Teshale Eyasu H, Denniston Maxine M, Drobeniuc Jan, Kamili Saleem, Teo Chong-Gee, Holmberg Scott D
Division of Viral Hepatitis, Centers for Disease Control and Prevention, Atlanta, Georgia.
J Infect Dis. 2015 Feb 1;211(3):366-73. doi: 10.1093/infdis/jiu466. Epub 2014 Aug 21.
Previous population-based estimates in the United States have shown a relatively high prevalence of hepatitis E virus (HEV) antibody. We sought to determine whether changes in the prevalence of HEV antibody have occurred over time.
We analyzed data from the 2009-2010 National Health and Nutrition Examination Survey (NHANES) and NHANES III (1988-1994). Using the same serologic assay, we compared the estimated anti-HEV immunoglobulin G (IgG) prevalence and risk factors for antibody positivity for the 2 periods.

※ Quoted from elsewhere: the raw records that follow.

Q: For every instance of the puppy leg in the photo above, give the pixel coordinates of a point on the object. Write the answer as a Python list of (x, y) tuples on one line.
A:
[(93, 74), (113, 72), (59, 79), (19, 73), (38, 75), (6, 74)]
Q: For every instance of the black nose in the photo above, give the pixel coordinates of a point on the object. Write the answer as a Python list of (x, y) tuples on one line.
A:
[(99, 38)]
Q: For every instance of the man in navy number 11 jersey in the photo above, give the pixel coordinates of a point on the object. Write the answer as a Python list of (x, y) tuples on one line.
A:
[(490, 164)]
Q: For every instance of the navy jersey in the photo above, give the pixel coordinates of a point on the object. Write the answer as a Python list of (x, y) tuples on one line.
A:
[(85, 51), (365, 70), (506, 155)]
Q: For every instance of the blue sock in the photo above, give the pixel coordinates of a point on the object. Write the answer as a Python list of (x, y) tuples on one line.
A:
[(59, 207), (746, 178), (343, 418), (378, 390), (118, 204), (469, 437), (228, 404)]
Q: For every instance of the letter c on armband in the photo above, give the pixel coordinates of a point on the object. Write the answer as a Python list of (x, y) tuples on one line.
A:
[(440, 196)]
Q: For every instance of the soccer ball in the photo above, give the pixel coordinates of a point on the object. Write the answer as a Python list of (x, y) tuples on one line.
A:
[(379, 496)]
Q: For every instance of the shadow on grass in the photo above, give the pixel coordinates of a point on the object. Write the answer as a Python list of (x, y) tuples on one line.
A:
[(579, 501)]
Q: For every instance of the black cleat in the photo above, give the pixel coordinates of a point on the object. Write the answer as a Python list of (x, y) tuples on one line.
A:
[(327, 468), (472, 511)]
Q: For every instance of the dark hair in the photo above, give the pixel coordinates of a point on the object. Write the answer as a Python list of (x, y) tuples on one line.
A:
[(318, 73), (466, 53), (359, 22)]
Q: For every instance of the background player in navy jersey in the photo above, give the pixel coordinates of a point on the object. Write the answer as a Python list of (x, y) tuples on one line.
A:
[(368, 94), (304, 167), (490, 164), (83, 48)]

The prevalence of HEV antibody among those aged ≥6 years declined from 10.2% (95% confidence interval [CI], 9.1%-11.4%) during 1988-1994 to 6.0% (5.2%-6.8%) during 2009-2010, and the prevalence for those of US birth ranged from 9.6% (8.4%-10.9%) to 5.2% (4.4%-6.2%). Among US-born persons, the estimated HEV antibody prevalence declined significantly for all subgroups of age, sex, region of residence, and number of persons per room in the household; significant declines also were observed for persons at or above poverty level and for persons of non-Hispanic white, non-Hispanic black, and Mexican American race/ethnicity. No clear associations with food consumption were found.
The anti-HEV prevalence is declining in the United States. Although the decline suggests a decrease in exposure to HEV over time, the risks associated with exposure remain unknown.
美国此前基于人群的估计显示戊型肝炎病毒(HEV)抗体的患病率相对较高。我们试图确定HEV抗体患病率是否随时间发生了变化。
我们分析了2009 - 2010年国家健康与营养检查调查(NHANES)以及NHANES III(1988 - 1994年)的数据。使用相同的血清学检测方法,我们比较了这两个时期抗HEV免疫球蛋白G(IgG)的估计患病率以及抗体阳性的危险因素。
年龄≥6岁人群中HEV抗体的患病率从1988 - 1994年的10.2%(95%置信区间[CI],9.1% - 11.4%)降至2009 - 2010年的6.0%(5.2% - 6.8%),在美国出生人群中的患病率从9.6%(8.4% - 10.9%)降至5.2%(4.4% - 6.2%)。在美国出生的人群中,所有年龄、性别、居住地区以及家庭人均房间数亚组的HEV抗体估计患病率均显著下降;贫困线及以上人群以及非西班牙裔白人、非西班牙裔黑人、墨西哥裔美国人种族/族裔人群的患病率也显著下降。未发现与食物消费有明确关联。
美国抗HEV患病率正在下降。尽管这种下降表明随着时间推移接触HEV的情况减少,但与接触相关的风险仍未知。